The committee, in fact, also wants all social sector and infrastructure projects to be routed through the state governments. The panel has also recommended states to decide on the market value that should be offered to farmers and villagers whose land is acquired. Uniform relief and rehabilitation packages should not be imposed upon them, but in all cases of acquisition relief and rehabilitation will have to be given. The committee also wants all acquisition to be handled in close consultation with the local Gram Sabha and Panchayat.
The committee's recommendations are not binding upon the government. Industry will argue that they will make it impossible to partner with the government in delivering much-needed better infrastructure and increasing the manufacturing sector capacity.
The National Advisory Council (NAC), headed by Sonia Gandhi, which has also worked on its own version of the Land Acquisition Bill, though, seems to differ with the government's version of the changed bill.
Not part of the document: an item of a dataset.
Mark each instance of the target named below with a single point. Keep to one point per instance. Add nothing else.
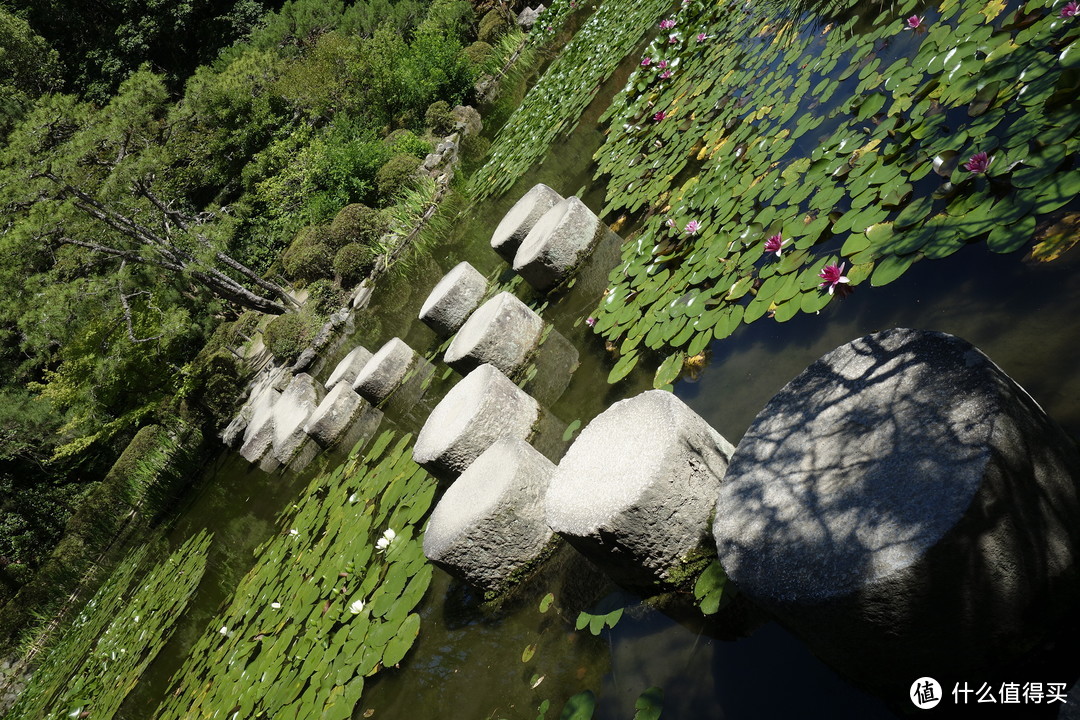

NC Saxena, who is a member of the NAC, says that it is imperative to make sure that the land acquisition process is a win-win situation for all parties concerned, calling for "a balance between the interests of the people and the investment interest of the industry".
"No land acquisition for profit-making enterprises is not a good idea because a large number of industries are labour intensive... For industrialisation, you have to make sure that land is made available... It's also not good for the people...what happens is, when market forces enter, poor farmers are not able to get a good price and they generally give their land at a very cheap price and large farmers who are able to hold out get a good price," Mr Saxena said.
He also said that restricting the government's role to only infrastructure and social sector projects was not a good idea.
The NAC's views on the contentious bill are significant given some big-ticket projects that continue to hang in the balance over land acquisition, most notably the Posco steel plant project in Odisha. The 12 billion dollar proposed venture, the biggest Foreign Direct Investment (FDI) in the country so far, has not been able to take off with confusion prevailing over whether the state government would renew the Memorandum of Understanding (MoU) with the South Korean steel major for the project which expired in June 2010. There is uncertainty also on the size of investment and the annual production capacity of the proposed plant.
The state government and the company have, after several rounds of discussions, finally seemed to agree upon downsizing the earlier plan - setting up a plant with an annual capacity of 8 million tonnes in place of the 12 million tonnel steel plant that was originally envisaged - due to problems over the limited land available to them.
"We will start the project work as soon as the state government hands over 2,700 acres of land for setting up of 8 mtpa steel plant," Yung Won Yoon, CMD of Posco-India said after a marathon, 90-minute-long discussion with Chief Minister Naveen Patnaik and other senior state government officials on Wednesday.
Posco-India, which had proposed to set up a 12 mtpa steel plant near Paradip at an investment of Rs 52,000 crore, had failed to pick up due to various issues including stiff resistance from locals under the Ersama block of the Jagatsinghpur district over acquisition of land.